JFYI, we solved this problem for Java by modeling the Java type system in LLVM IR. We have a way of communicating Java type layouts (which contains dereferenceability and invariance information) from our JVM frontend to LLVM[0], and LLVM uses this functionality to compute type layouts for values whose types it can infer. While we don't have any near term plans of upstreaming said infrastructure, if you wanted to take on the task of building something like this upstream, we may be able to use it. +CC @apilipenko -- he gave a talk on this in EuroLLVM 2017.

[0]: LLVM upstream merged with some local non-upstreamed changes

@hfinkel Oh, my bad--I now remember that this came up long ago...

...

@sanjoy Can you confirm that a dereferenceable attribute on getelementptr would be an acceptable IR extension?

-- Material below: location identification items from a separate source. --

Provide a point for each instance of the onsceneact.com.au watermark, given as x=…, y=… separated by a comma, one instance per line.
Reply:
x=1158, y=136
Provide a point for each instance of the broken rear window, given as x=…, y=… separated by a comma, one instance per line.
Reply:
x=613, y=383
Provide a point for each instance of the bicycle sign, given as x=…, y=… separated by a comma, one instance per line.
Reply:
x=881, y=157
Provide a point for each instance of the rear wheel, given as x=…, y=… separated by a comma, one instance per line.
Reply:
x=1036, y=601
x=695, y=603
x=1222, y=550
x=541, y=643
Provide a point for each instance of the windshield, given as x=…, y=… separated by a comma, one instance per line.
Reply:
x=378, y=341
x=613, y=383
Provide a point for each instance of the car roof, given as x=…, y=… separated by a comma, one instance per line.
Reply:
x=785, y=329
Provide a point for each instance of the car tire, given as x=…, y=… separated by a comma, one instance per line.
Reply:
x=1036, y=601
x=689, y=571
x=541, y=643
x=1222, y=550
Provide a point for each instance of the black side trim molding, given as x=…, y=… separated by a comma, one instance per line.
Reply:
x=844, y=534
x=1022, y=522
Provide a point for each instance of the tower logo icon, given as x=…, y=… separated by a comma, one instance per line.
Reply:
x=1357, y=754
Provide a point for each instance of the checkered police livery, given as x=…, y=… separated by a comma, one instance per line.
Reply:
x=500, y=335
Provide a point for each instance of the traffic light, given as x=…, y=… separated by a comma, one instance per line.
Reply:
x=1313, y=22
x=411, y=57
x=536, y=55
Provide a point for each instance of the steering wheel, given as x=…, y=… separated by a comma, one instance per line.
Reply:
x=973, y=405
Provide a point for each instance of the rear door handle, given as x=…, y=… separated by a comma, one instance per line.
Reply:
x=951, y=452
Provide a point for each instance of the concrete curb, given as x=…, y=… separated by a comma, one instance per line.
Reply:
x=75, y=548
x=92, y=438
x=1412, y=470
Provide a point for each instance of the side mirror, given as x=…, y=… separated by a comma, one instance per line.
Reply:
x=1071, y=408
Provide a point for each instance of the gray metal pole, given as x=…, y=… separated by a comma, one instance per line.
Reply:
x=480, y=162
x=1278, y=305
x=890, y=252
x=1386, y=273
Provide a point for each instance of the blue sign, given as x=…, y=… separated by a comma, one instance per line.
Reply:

A GEP that always produces a dereferenceable value may be tricky to implement since we'll have to remember to strip said attribute whenever we hoist GEPs; and LLVM likes to hoist GEP's without thinking too much. But I believe this is going in the right direction -- we should not have soundness problems as long as the safety of some operation is guaranteed by some other preceding operation.

In your usage model, would you need the metadata on the GEP, or would putting it on whatever generates the base pointer be sufficient?